Program 6: Ternary Search with input validation
Adding checks for sorted arrays ensures the algorithm only runs on valid input, which is a best practice for beginners.
ternary_search <- function(arr, target, left = 1, right = length(arr)) {
if (left > right) return(-1)
third <- floor((right - left) / 3)
mid1 <- left + third
mid2 <- right - third
if (arr[mid1] == target) return(mid1)
if (arr[mid2] == target) return(mid2)
if (target < arr[mid1]) return(ternary_search(arr, target, left, mid1 - 1))
else if (target > arr[mid2]) return(ternary_search(arr, target, mid2 + 1, right))
else return(ternary_search(arr, target, mid1 + 1, mid2 - 1))
}
ternary_search_safe <- function(arr, target) {
if (!all(diff(arr) >= 0)) stop("Array must be sorted in ascending order")
ternary_search(arr, target)
}
data <- c(3, 6, 9, 12)
target <- 9
print(ternary_search_safe(data, target))This version teaches beginners the importance of input validation to prevent errors.
Program 7: Ternary Search with descending arrays
With slight adjustments, Ternary Search can work on arrays sorted in descending order.
ternary_search_desc <- function(arr, target, left = 1, right = length(arr)) {
if (left > right) return(-1)
third <- floor((right - left) / 3)
mid1 <- left + third
mid2 <- right - third
if (arr[mid1] == target) return(mid1)
if (arr[mid2] == target) return(mid2)
if (target > arr[mid1]) return(ternary_search_desc(arr, target, left, mid1 - 1))
else if (target < arr[mid2]) return(ternary_search_desc(arr, target, mid2 + 1, right))
else return(ternary_search_desc(arr, target, mid1 + 1, mid2 - 1))
}
data <- c(50, 40, 30, 20, 10)
target <- 30
print(ternary_search_desc(data, target))This example shows beginners that algorithms are flexible and can be adapted to different data orders with small logical changes.

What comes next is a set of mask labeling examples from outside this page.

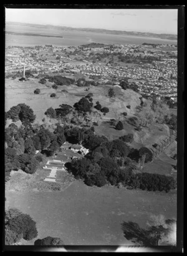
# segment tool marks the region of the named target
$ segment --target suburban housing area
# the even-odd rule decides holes
[[[171,44],[7,46],[6,245],[175,246],[177,76]]]

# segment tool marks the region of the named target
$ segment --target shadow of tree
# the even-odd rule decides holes
[[[122,223],[124,237],[137,245],[150,247],[158,245],[159,241],[168,232],[168,228],[161,225],[151,226],[148,230],[140,227],[138,224],[132,222],[123,222]]]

Frequently Asked Questions (FAQ)
This section answers common beginner questions about Ternary Search in R.
Q1. Can Ternary Search work on unsorted arrays?
No, it requires a sorted array to split it logically into three segments.
Q2. How is Ternary Search different from Binary Search?
Ternary Search splits the array into three parts instead of two, potentially reducing comparisons in some scenarios.
Q3. Can Ternary Search handle negative and decimal numbers?
Yes, as long as the array is sorted, Ternary Search works with any numeric values.
Q4. Can Ternary Search find the first occurrence among duplicates?
Yes, with minor modifications, it can locate the first occurrence or all duplicates.
Conclusion
Ternary Search is a powerful algorithm for efficiently searching sorted arrays, using a divide-and-conquer approach to narrow down the search space quickly. By splitting the array into three segments, it can offer performance improvements and introduces beginners to advanced problem-solving strategies.
Through these examples, beginners can practice recursive and iterative implementations, handle negative and decimal numbers, adapt the algorithm for descending arrays, and manage duplicates. Exploring Ternary Search strengthens understanding of array handling, recursion, and efficient searching techniques, preparing learners for more complex algorithms in R.